Here's a simple exercise. Pick any app on your phone. Ask: what is its core challenge? Which bucket does each major feature fall into? Spotify: read-heavy for streaming, real-time for what your friends are listening to, correctness-critical for subscription billing. Do this for one app a day and within two weeks the classification step will take you thirty seconds instead of five minutes.

If you want a structured path through the classic problems in every bucket, Grokking the System Design Interview walks through the canonical questions with exactly this pattern-first approach.

Key Takeaways

  • Most candidates fail system design interviews from indecision, not ignorance. A classification framework removes the paralysis.
  • Start every problem with one question: what is the core challenge of this system?
  • Read-heavy systems (Instagram, YouTube) call for caching, CDNs, read replicas, and denormalization.
  • Write-heavy systems (metrics, IoT, chat history) call for sharding, message queues, write-optimized databases, and batching.
  • Real-time systems (WhatsApp, Uber tracking) call for WebSockets, pub/sub, and push-based delivery.
  • Correctness-critical systems (payments, booking) call for ACID transactions, idempotency keys, locks, and sagas.
  • Real systems mix buckets. Classify the whole system first, then classify each component as you decompose it.
  • Say your classification out loud in the interview. It signals structured thinking in the first five minutes.
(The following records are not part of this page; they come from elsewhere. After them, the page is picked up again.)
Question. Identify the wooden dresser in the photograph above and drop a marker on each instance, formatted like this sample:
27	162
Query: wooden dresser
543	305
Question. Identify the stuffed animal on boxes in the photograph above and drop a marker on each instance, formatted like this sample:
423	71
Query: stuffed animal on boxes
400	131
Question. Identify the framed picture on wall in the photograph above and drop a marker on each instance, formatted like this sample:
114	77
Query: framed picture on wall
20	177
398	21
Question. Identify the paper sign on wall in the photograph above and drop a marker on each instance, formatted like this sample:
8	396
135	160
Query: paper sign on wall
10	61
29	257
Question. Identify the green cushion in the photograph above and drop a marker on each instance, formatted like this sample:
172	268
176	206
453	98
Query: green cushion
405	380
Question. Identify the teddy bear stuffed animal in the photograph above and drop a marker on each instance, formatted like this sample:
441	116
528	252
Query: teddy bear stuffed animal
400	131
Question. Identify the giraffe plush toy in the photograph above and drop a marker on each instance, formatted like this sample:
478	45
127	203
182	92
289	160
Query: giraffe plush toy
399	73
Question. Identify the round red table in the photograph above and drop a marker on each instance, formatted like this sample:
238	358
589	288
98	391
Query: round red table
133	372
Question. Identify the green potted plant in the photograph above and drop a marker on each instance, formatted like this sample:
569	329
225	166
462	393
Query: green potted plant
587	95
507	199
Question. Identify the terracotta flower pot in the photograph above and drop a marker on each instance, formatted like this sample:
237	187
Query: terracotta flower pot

Frequently Asked Questions

What if a system doesn't fit neatly into one bucket?

That's normal, and it's actually good news for you. Identify the dominant bucket for the system as a whole, then classify each component separately as you break the design down. Interviewers reward candidates who recognize that the feed and the payment flow of the same app need different treatment.
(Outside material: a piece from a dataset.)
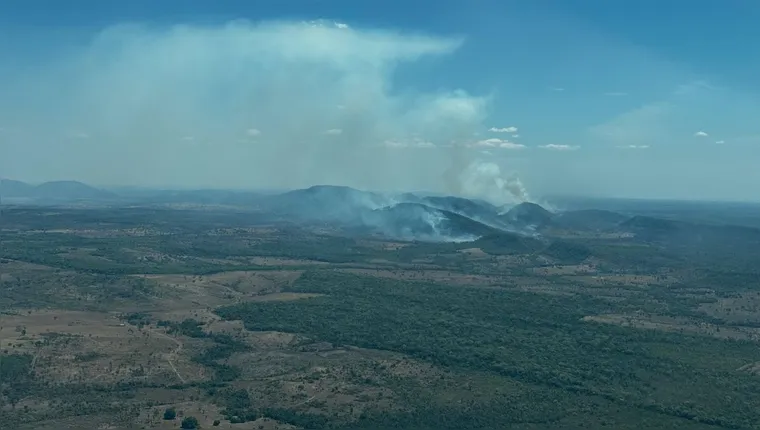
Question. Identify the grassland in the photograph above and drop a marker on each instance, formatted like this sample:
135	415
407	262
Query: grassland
111	317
How do I figure out the core challenge if the interviewer gives me very little information?

Ask clarifying questions aimed at the buckets: What's the read-to-write ratio? Does data need to be delivered instantly? What happens if an operation runs twice? Two or three questions like these usually reveal the bucket, and asking them is itself a strong signal.
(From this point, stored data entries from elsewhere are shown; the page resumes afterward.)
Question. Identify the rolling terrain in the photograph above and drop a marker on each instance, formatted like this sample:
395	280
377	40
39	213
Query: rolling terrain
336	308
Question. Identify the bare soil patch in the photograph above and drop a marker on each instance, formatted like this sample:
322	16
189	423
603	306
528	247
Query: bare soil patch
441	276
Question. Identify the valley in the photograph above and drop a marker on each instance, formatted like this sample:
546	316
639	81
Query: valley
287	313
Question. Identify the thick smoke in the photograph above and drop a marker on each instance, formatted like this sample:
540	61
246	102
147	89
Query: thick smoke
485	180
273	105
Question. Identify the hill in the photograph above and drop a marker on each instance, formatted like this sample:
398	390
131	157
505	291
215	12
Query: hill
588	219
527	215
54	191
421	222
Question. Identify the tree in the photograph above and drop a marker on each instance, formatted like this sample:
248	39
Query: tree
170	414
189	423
Is this a replacement for learning the underlying concepts?

No. The decision tree tells you which patterns to reach for, but you still need to explain how caching, sharding, or idempotency keys actually work. Think of it as a map, not the territory. It gets you to the right neighborhood fast, but you still need to know the streets.

Should I mention the bucket explicitly in a real interview?

Yes, in plain language. You don't need to say "bucket." Say "this system is read-heavy, so my priority is the caching layer." Naming the challenge before proposing solutions is exactly the structure interviewers are trained to look for.

Does this framework work for senior and staff-level interviews?

Yes, and it matters more there. Senior loops are less about knowing patterns and more about judgment: choosing the right tool and defending the trade-offs. Decomposing a system into differently-classified components, and handling the seams between them, is precisely the staff-level skill.